Family-operated (Private) Asset Management Company

A rather  broad definition of  private  equity  might  sounds like  this:  “a  professionally managed pool of money raised for the sole purpose of making actively-managed direct equity investments in private companies and with a well-defined exit strategy (sale or IPO)” (Megginson 2004). 

One may wonder why our information includes a discussion on private equity. Private equity funds are increasingly important clients of investment banks. Fruhan (2006) reports that private equity firm’s account for about 25% of total revenues for major investment banks. In 2005 about 20% of total US M&A’s volume was related to private equity. In Germany the percentage was even higher (about 35%).

In the 2001–2006 period out of the 701 US IPOs about 70% were private equity backed. Investment banks are increasingly important players of the private equity industry. Virtually all major investment banks manage some private equity funds. For example, Morrison and Wilhelm (2007) reports that Goldman Sachs has more capital invested in private equity than any other private equity player. These two reasons also explain the increasing mobility of human resources from investment banks to the private equity industry.

We like to analyze the main technical aspects of the private equity business, exploring ides of classification of the private equity activity, the agreement between the investors, who put the money, and the professionals who manage that money. Our discussions relate to how to measure the performance of private equity funds. The main features of the term sheet that regulate private equity investments. We employ standard valuation methods used by private equity professionals to decide about their investments.

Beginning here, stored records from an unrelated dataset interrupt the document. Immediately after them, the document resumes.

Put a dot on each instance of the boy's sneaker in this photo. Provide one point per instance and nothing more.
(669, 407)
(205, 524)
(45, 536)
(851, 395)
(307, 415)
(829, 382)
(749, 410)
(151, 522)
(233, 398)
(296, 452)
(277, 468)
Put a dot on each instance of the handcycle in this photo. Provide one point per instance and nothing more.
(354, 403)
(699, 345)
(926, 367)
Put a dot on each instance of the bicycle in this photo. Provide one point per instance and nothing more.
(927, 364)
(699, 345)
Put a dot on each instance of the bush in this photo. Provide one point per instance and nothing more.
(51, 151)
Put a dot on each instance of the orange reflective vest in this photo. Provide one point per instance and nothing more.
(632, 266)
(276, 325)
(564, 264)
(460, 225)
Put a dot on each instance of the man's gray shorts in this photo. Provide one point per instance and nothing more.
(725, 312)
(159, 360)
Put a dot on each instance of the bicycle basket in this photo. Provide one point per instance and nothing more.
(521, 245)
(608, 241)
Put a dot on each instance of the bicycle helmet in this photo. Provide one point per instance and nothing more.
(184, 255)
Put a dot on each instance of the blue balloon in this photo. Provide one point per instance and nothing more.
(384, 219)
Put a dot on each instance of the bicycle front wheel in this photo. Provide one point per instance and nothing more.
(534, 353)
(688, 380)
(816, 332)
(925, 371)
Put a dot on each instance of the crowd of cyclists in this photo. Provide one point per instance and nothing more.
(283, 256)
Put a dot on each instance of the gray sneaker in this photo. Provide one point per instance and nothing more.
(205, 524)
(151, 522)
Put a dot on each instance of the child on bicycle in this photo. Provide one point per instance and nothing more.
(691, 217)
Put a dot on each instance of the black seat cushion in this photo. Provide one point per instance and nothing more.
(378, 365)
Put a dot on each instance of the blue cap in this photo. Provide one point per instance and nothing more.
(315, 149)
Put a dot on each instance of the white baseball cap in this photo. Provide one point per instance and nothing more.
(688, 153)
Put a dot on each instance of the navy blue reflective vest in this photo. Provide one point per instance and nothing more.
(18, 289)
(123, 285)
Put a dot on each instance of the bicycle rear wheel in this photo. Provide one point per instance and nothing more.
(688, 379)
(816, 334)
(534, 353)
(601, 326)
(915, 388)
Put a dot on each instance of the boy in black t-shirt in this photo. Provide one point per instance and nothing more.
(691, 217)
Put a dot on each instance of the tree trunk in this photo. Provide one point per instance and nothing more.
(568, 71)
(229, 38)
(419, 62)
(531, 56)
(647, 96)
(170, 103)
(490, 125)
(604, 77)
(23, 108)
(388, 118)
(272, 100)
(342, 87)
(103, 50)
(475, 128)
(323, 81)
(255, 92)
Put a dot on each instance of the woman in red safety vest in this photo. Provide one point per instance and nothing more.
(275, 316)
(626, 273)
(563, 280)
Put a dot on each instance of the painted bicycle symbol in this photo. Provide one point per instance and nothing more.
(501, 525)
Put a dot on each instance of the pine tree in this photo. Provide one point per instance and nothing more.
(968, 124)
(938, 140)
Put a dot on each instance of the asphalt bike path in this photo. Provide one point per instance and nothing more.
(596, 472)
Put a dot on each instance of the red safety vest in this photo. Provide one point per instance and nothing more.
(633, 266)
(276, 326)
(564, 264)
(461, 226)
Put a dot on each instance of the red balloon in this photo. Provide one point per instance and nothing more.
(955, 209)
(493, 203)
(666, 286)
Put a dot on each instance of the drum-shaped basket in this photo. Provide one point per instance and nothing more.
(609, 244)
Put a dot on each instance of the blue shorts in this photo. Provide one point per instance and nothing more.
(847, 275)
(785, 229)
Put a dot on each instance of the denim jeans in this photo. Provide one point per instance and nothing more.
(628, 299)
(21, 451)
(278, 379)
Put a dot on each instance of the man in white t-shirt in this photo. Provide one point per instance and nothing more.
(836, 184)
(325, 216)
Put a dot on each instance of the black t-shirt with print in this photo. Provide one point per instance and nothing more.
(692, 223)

Above all it gets increasingly complex in this changing economic climate to find associated who understand "Private Asset Management". You no doubt understand the importance of our structure is for this precise reason. 

Societe de Gestion de Patrimoine Familial

The SPF has existed in Luxembourg since 2007. It is the continuation model of the “Holding 1929“ which was prohibited by the European Commission – due to non-permissible state aid – and will expire.

The SPF is not a new corporate structure, but instead a new tax statute already approved by the EU.

Legal structure of the SPF (Private) Asset Management Company

  • The SPF is founded as a corporate entity – in practise, the forms “corporation” and "limited-liability company” will prevail.
  • The company name must bear the affix "SPF".
  • Nominal or bearer shares are permitted.
  • The company is not required to be headquartered in Luxembourg. In the statutes, there must be a remark included that the company is subject to ”SPF legislation".

Partners of the SPF (Private) Asset Management Company

  • Physical (actual) persons / trustees (resident or non-resident)
  • Familial groups
  • Investor groups
  • Trusts
  • Private foundations

Corporations are not permissible as partners.

Permissible activities of the SPF (Private) Asset Management Company

  • This activity is limited to the purchase, holding, administration and collection of investments in financial instruments (in a broader context), including derivatives
    i.e.: stocks, holdings, funds, futures, bonds, options, precious metals, bank accounts.
  • There are no investment limits, restrictions or minimum-stake quotas.
  • The company can grant sureties, collateral and loans to affiliated companies, as long as this occurs free of charge.
  • Advance payments on dividends are permissible.
  • The company can – to an unlimited extent – take out loans from shareholders or foreign third parties and issue securities.

Non-permissible activities of the SPF (Private) Asset Management Company

  • Any kind of commercial / trading activity
  • Direct ownership of real estate
  • Holding of patents or rights
  • Administrative activity or financial services on behalf of third parties/affiliated companies
  • Receipt of more than 5% of total dividend revenues from companies subject to a  taxation of < 11%.
  • Listing of the SPF shares (or their public offering) on the stock exchange.

However, the company can hold a stake in other structures which perform such activities.  

Taxation of the SPF (Private) Asset Management Company

  • Capital levy (1%), non-recurring, upon establishment, on the deposited capital (N / A in the year 2008)
  • Subscription tax of 0.25% annually on the deposited capital (+ issuing bonuses)
  • No DBA authorisation
  • No VAT registration
  • Complete exemption from corporate income tax, excise tax and assets tax
  • No withholding tax on interest payments (restrictions apply to individuals)
  • No withholding tax on dividend payments (non-residents)
  • No taxation of capital profit arising from the sale of SPF shares (non-residents)
  • No taxation of liquidation revenues from the SPF (non-residents)

Oversight / monitoring of the SPF (Private) Asset Management Company

  • The SPF is not subject to any type of financial-market oversight. The so-called “Administration de l’Enregistrement et des Domaines" (Administration for Domain Registration) – not the tax administration in Luxembourg - has jurisdiction over such companies.
  • The domicile agent must submit a report once annually to verify that the company’s activity remains within the legal framework.
  • The SPF is protected by the Luxembourgian bank-confidentiality regulations.